The Henning Ensemble Rises

One man’s tireless search for the halvah-with-pistachio his wife loves....
Porridger’s Almanack (Breakfast of Ganglions)

Let us not seek to satisfy our thirst for freedom by drinking from the cup of bitterness and hatred.

— Martin Luther King Jr.

Ladies and gentlemen, we have two new recruits for the k a rl h e nn i ng Ensemble: multi-instrumentalist Dan Zupan, a colleague of Peter Bloom’s from the storied Aardvark Jazz Orchestra, and bassist Dave Zox, a cornerstone of the ModernisticsOur date in Boston’s historic King’s Chapel is Tuesday, 16 April 2024. And our program shall be:


Fuchsia Minor, Op. 179a 2 flutes, alto saxophone, contrabass

I Dreamt of Reconciliation and Harmony, Op. 171 flute/alto saxophone

Waiting on the Italian Paperwork (Throwing Vermicelli at the Wall), Op. 177 flute/alto saxophone

Nun of the Above, Op. 144e 2 flutes, alto saxophone, contrabass


Should we continue with this lineup—not a given at this stage at all, but considering the caliber of the latest additions and Dan’s enthusiasm for the two duets, not crazee talk, neither—I am already starting to think of repertory for an October 2024 program.



27 August 2023

More Arrows Shot Into the Air

Vexation Nation: What the bore wore in the Boer War.
Postcards From Red Squirrel Trail

It’s harder for me, and I embarrass myself more readily, but I get more pleasure out of failing in a project that I am enthused over, than in succeeding at a project that I know I can do well.

— Woody Allen

In August of ’22 I applied a call for orchestral scores. Nothing came of it. And actually, I see from my email that 2022 was not the first time I applied thereunto. Well, I see the same call again, so why not?
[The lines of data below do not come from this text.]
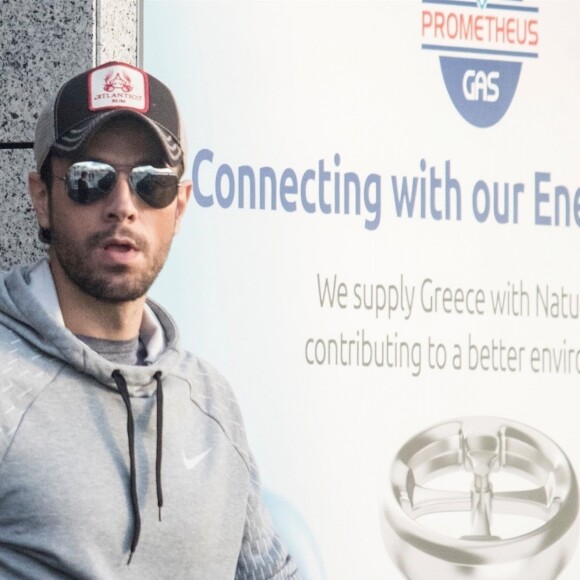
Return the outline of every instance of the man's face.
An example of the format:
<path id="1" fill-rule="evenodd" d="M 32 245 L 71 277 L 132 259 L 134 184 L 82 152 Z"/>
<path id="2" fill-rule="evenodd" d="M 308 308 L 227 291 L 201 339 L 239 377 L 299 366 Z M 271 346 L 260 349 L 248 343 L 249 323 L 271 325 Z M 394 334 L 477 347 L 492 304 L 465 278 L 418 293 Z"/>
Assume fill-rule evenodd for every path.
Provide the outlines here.
<path id="1" fill-rule="evenodd" d="M 132 301 L 147 293 L 165 263 L 187 193 L 181 187 L 168 207 L 152 208 L 132 192 L 128 172 L 140 165 L 162 167 L 162 159 L 157 140 L 138 121 L 106 125 L 91 139 L 82 160 L 123 169 L 117 169 L 113 190 L 91 205 L 68 197 L 59 178 L 70 161 L 53 159 L 50 257 L 57 287 L 76 287 L 105 302 Z"/>

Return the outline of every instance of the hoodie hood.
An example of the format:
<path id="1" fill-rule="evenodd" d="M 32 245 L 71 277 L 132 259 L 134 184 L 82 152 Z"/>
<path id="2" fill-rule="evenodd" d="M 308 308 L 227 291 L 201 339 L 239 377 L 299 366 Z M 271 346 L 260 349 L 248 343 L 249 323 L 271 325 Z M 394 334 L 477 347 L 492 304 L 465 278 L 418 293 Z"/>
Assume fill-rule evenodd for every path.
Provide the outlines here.
<path id="1" fill-rule="evenodd" d="M 120 370 L 131 395 L 151 395 L 153 375 L 169 373 L 179 360 L 175 323 L 150 299 L 140 331 L 148 352 L 146 366 L 111 363 L 91 350 L 64 326 L 47 259 L 0 274 L 0 321 L 44 353 L 114 389 L 112 374 Z"/>

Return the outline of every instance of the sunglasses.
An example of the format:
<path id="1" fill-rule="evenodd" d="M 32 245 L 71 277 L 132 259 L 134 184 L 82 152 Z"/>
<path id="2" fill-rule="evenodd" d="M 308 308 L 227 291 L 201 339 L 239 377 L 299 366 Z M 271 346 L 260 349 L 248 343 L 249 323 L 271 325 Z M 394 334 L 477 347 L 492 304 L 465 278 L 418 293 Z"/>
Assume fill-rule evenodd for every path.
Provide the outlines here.
<path id="1" fill-rule="evenodd" d="M 169 167 L 143 165 L 132 168 L 119 166 L 118 169 L 131 169 L 131 189 L 151 207 L 167 207 L 177 196 L 179 179 Z M 60 179 L 65 182 L 68 196 L 74 202 L 90 205 L 111 192 L 117 177 L 117 170 L 108 163 L 79 161 L 68 168 L 66 177 Z"/>

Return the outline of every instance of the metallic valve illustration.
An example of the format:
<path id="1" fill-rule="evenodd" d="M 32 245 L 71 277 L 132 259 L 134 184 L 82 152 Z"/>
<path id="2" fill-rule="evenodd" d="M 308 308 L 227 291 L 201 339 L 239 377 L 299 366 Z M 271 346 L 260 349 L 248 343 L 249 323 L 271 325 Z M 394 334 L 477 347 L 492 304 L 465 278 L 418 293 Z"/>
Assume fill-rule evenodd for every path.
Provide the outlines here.
<path id="1" fill-rule="evenodd" d="M 434 485 L 453 472 L 470 489 Z M 521 487 L 494 489 L 502 476 Z M 419 433 L 397 454 L 383 492 L 384 543 L 410 580 L 554 580 L 578 541 L 570 461 L 551 439 L 514 421 L 468 417 Z M 459 537 L 421 521 L 451 512 L 470 514 Z M 494 531 L 499 514 L 537 523 L 502 537 Z"/>

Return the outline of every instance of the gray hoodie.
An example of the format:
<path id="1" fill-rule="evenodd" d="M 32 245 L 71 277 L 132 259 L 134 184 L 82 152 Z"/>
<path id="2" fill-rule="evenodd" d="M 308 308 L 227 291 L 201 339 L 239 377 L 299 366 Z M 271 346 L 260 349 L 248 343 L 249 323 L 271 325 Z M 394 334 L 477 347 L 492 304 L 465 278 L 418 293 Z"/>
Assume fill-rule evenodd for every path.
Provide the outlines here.
<path id="1" fill-rule="evenodd" d="M 0 274 L 0 578 L 297 579 L 229 385 L 152 301 L 141 337 L 111 363 L 46 261 Z"/>

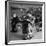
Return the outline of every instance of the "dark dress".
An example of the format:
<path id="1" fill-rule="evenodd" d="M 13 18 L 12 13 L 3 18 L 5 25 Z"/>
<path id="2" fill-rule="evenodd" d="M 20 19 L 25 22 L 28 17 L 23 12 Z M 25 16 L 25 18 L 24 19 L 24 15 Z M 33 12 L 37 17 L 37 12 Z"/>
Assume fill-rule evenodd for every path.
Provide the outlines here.
<path id="1" fill-rule="evenodd" d="M 19 22 L 19 19 L 18 19 L 18 17 L 15 17 L 15 18 L 13 18 L 12 19 L 12 23 L 11 23 L 11 25 L 12 25 L 12 31 L 13 32 L 15 32 L 15 28 L 16 28 L 16 24 Z"/>

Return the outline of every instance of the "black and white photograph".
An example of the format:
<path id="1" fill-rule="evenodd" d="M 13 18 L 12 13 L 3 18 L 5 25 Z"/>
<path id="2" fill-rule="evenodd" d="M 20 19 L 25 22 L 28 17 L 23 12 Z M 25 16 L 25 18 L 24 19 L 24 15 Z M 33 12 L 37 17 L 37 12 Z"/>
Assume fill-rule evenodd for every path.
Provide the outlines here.
<path id="1" fill-rule="evenodd" d="M 5 2 L 5 43 L 44 42 L 44 2 Z"/>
I've submitted the string version of Misapprehension and a scene from White Nights. (The winner is commissioned to compose a new work.) There was a choral music call for which I have entrants at the ready. Done.
A call for band pieces also caught my eye: Composition must be at least 3 minutes in length, not to exceed 6 minutes. Ear Buds is too long, and the Saltmarsh Stomp is a quarter of a minute shy. However, thinks I, I could add a repeat for a brief passage in the middle, and that should nudge the piece into qualifying, so that was my work today.
Notwithstanding today's being Sunday, I got a reply from one of my "cold" reach-outs, a band director, who writes that she is already familiar with Out in the Sun, which was very pleasant, indeed.



25 August 2023

Hot Ice and Wondrous Strange Snow

Honk if you've had a good laugh to-day.
Laughter is longevity. Gibbering, not so much. Don’t trouble to honk, if you’ve only gibbered, hang it.
Porridger’s Almanack (Breakfast of Ganglions)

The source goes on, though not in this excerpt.